Video
Author(s):
Comprehensive discussion on each of the 3 standard-of-care treatment options for patients with steroid refractory chronic GVHD.
Transcript:
Corey Cutler, MD, MPH, FRCPC: Let’s go through those 3 FDA-approved agents. We’ll start with ibrutinib, which was the first agent approved in this setting. Much of the background for this comes from work at Dana-Farber Cancer Institute that suggested that B cells are quite important in the etiology of chronic graft-vs-host disease [GVHD]. Among others, we did studies demonstrating that B-cell–directed therapy can treat established chronic GVHD. Ibrutinib is a Bruton tyrosine kinase inhibitor, which we all use in diseases like CLL [chronic lymphocytic leukemia] and mantle cell lymphoma because of its effects on the B cell. A single-arm open-labeled study in 42 subjects was able to demonstrate that two-thirds of subjects who were enrolled had meaningful responses to ibrutinib in the second line.

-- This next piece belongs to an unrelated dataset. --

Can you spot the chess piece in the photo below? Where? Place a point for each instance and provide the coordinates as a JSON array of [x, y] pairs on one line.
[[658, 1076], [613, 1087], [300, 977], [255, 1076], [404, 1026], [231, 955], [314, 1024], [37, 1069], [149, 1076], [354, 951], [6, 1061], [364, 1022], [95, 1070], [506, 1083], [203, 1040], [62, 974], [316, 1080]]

There were a couple of caveats to that trial. The patients were a highly select group of subjects. They had to have early and inflammatory manifestations of their chronic GVHD to be enrolled. Many of them were not steroid refractory but were steroid dependent. The trial was well designed with the FDA in mind. Based on the results of that trial, the drug was approved. Many of us have started to use ibrutinib a little less in the real-world setting because of its effectiveness in later-stage scleroderma or fibrotic stage chronic GVHD and because of the appearance of other agents on the market. Ibrutinib is generally well tolerated. It does have gastrointestinal adverse effects. It can impair platelets to some degree. There’s some fatigue and muscle cramps associated with it. But in general, it’s a drug that’s tolerated reasonably well.
The third drug, which I’m going to tap Yi-Bin to speak about, is ruxolitinib. This was while the first drug approved for acute GVHD. In fact, it was the third drug approved in chronic GVHD. I’m going to ask Yi-Bin to review some of the data that led to its approval and how he sees its role in chronic GVHD.

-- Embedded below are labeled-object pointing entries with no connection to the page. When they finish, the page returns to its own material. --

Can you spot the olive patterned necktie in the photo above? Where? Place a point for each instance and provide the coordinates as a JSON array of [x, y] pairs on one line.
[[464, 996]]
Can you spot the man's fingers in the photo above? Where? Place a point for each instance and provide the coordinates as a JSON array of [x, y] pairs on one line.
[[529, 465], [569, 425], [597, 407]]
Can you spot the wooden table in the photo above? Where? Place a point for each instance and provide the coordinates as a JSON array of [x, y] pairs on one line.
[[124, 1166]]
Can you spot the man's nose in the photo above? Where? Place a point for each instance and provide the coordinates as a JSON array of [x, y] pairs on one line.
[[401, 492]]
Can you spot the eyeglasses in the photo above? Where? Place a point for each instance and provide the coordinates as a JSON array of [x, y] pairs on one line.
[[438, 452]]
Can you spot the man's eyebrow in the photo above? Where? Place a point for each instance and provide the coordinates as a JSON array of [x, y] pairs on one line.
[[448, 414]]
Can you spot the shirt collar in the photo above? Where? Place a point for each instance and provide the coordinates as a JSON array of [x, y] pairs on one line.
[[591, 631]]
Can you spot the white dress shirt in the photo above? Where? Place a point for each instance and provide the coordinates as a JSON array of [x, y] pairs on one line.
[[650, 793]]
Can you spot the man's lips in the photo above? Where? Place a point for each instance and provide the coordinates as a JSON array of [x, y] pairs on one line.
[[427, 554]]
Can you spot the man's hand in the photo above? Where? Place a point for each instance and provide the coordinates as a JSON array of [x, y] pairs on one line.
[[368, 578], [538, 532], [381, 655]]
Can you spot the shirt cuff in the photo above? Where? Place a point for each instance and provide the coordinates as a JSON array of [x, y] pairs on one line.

Yi-Bin Chen, MD: As we mentioned, ruxolitinib was first approved for the treatment of steroid-refractory acute graft-vs-host disease. Because of its approval for the treatment of myeloproliferative diseases, many of us in the field were quite comfortable with it. There’s a lot of enthusiasm for using ruxolitinib because it’s oral and well tolerated. But we don’t know exactly how it works. There’s a lot of signaling through the JAK1 and JAK2, where a lot of inflammatory signals go. Inhibiting the signaling through those nodes appears to have some effect. There’s some effect on T-cell migration, regulatory T-cells, macrophages, and NK [natural killer] cells. It seems to have broad effects, but clinically there have been beneficial outcomes for certain patients with graft-vs-host disease.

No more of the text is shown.